Jobriath, né Bruce Wayne Campbell, was billed as glam rock’s next big thing in the early 1970s but never fulfilled his promise as a phenomenon—a failure partially caused by misguided marketing strategy and the public’s discomfort with his being gay. So Campbell shed the Jobriath persona and became Cole Berlin the piano lounge performer instead (the name is a nod to Cole Porter and Irving Berlin). His interview for a 1979 Omega One cover story [PDF]—conducted on the roof of the Chelsea Hotel, where he lived at the time—is a portrait of superstardom with no stage, the kind of frenetic artistic energy so common among the hotel’s residents.

Four years later, Campbell, aged 36, died in the Chelsea Hotel of an AIDS-related illness. Okkervil River front man Will Sheff penned this song for 2008’s The Stand Ins as a time capsule of Campbell in 1979. “You watch a biopic about Ray Charles or Johnny Cash, and it’s gonna be the story of this meteoric rise from humble roots to smashing success, and we’re taught to want and appreciate it,” Sheff told Kansas City’s The Pitch in 2008. “You never really see the story of an artist who never made it, who failed miserably, who is destined to be remembered as a footnote. Yet these are stories that almost all artists experience.”

“Chelsea” by Phoebe Bridgers

In “Chelsea,” from 2017’s Stranger in the Alps, Phoebe Bridgers revisits the murder of Nancy Spungen at the hotel in October 1978. It’s sung from Spungen’s perspective to her then-boyfriend, Sex Pistols bassist Sid Vicious, widely believed to have killed her. (He was charged with the crime but died of a heroin overdose before the trial.)

“I saw a picture of Sid Vicious in Rolling Stone, covered in blood. And it got me thinking about how romanticized he is, and Nancy Spungen’s mental health, and how they were put on the weird pillar,” Bridgers told Brightonsfinest. The song reflects Bridgers’s own belief that the public’s glamorizing of their relationship (and their drug addiction) is perverse.
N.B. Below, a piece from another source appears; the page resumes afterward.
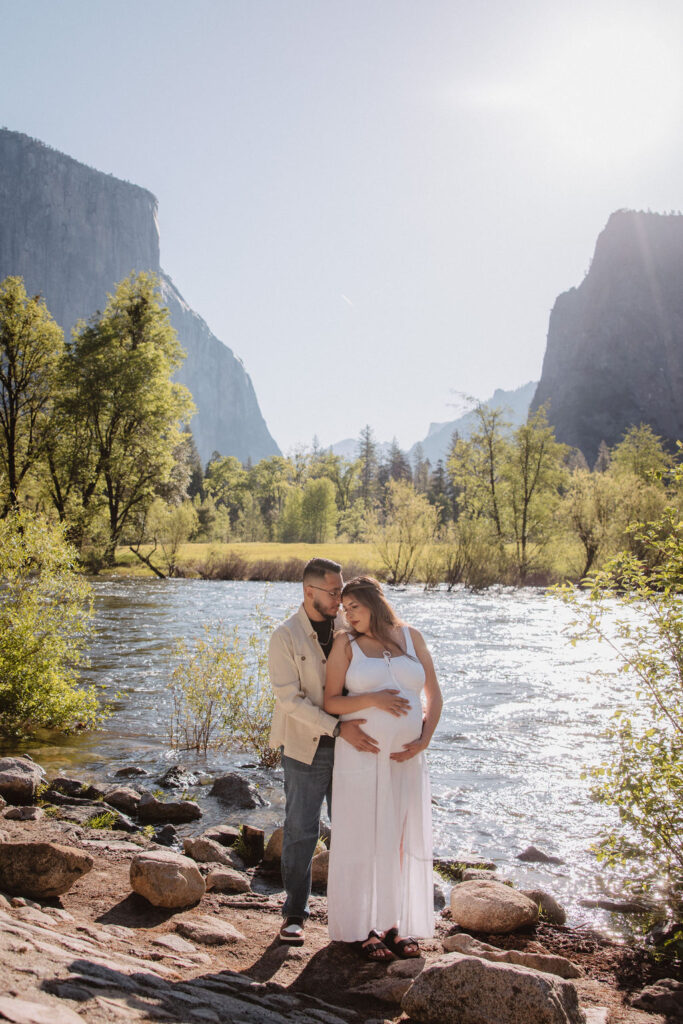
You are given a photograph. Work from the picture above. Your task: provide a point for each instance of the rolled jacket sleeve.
(289, 680)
“Chelsea Hotel ’78” by Alejandro Escovedo

Musician Alejandro Escovedo’s time at the Chelsea Hotel overlapped with Spungen’s murder; he and his band The Nuns lived there while they toured the East Coast between summer 1978 and fall 1979. “Chelsea Hotel ’78,” released on 2008’s Real Animal, is Escovedo’s decades-removed reflection on the unholy magic of the hotel and the hazy horror of Nancy’s death. “Once the Sid and Nancy incident played out, it became apparent that there was a need to anchor our lives in a way that I had never really considered before,” Escovedo told INDY Week in 2008. The song fades out with “So we all moved out / And we all moved on / And on and on.”
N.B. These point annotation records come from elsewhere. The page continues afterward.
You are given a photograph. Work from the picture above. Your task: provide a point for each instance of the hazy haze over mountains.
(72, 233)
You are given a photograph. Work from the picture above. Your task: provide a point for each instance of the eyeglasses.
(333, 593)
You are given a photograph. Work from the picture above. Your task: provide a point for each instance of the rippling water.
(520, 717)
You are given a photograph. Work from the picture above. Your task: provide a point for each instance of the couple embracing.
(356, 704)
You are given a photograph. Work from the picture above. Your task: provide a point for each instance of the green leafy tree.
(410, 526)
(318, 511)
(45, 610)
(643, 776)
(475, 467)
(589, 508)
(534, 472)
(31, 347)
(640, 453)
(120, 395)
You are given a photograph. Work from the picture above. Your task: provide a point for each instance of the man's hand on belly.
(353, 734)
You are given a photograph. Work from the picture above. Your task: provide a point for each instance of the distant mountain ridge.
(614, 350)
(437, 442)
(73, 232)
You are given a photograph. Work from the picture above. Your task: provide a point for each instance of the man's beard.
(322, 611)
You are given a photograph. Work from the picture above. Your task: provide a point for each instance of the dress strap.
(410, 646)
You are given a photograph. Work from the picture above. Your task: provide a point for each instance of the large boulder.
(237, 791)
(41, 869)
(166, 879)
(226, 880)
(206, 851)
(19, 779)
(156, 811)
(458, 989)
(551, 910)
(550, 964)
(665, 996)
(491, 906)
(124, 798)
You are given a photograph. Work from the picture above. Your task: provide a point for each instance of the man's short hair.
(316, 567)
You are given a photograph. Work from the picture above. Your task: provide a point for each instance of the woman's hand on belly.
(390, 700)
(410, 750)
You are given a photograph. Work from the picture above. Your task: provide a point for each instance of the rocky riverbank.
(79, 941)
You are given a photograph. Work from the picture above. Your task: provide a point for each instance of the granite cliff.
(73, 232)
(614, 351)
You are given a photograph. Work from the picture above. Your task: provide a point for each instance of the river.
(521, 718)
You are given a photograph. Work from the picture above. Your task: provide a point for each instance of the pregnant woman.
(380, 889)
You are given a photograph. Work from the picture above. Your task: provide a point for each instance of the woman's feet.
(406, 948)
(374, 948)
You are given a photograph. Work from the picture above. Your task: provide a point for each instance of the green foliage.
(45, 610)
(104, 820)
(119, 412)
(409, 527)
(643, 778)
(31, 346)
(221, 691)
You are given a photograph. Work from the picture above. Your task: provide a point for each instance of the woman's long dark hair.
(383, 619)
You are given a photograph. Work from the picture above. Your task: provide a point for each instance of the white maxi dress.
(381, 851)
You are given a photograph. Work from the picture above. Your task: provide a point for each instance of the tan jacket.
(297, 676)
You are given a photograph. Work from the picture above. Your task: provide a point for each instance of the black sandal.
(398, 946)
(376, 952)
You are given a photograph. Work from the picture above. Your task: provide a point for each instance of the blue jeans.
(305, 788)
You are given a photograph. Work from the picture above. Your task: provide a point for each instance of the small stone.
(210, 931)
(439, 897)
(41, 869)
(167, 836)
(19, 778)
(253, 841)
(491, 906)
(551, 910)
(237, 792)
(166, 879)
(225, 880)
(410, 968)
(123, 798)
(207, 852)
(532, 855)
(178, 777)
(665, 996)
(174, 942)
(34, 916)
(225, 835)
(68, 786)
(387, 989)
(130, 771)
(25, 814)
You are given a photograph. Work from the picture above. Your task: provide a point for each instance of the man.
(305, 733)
“The Chelsea Hotel” by Graham Nash

Graham Nash also stayed at the hotel during his younger years and wrote about the place decades later. But his song “The Chelsea Hotel,” from 2002’s Songs for Survivors, is less a personal look-back than a study of the hotel as a mausoleum of dreams and an ongoing artists’ haven. He cites “Raymond … writing of poets and painters,” probably a reference to his friend Raymond Foye, a writer and longtime hotel resident.
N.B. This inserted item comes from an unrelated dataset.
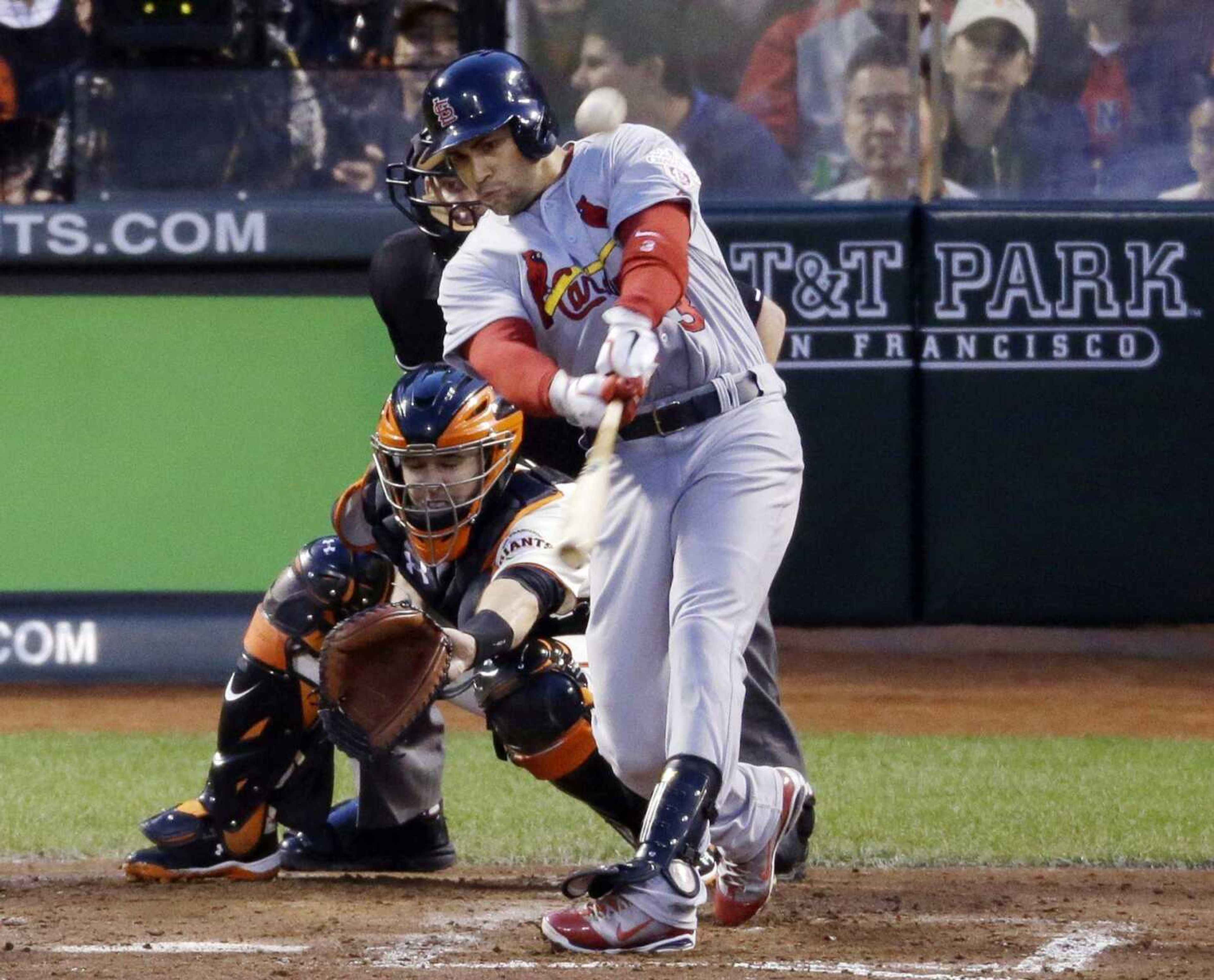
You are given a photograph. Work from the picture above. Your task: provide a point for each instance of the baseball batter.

“Chelsea Hotel” by Dan Bern

A stay at the Chelsea Hotel in the summer of 1997 and “a brand-new romance,” in Dan Bern’s words, inspired the song “Chelsea Hotel” off his 1998 album Smartie Mine. Bern told writer Ed Hamilton in 2005 that he chose the Chelsea “because it was 3 in the morning and the [G]ramercy had no rooms,” and one of the highlights of his time there was the nearby Krispy Kreme. Don’t be fooled by the insouciance: The song itself is practically a hymn to the building’s Dylan era. (Bob, not Thomas. Well, maybe both.)

“Chelsea Hotel” by Jesse Jo Stark

The Chelsea Hotel gets a 21st-century polished pop rock makeover in this track from Jesse Jo Stark’s 2018 EP Dandelion. (Stark is the daughter of the founders of fashion line Chrome Hearts—and also the goddaughter of Cher.)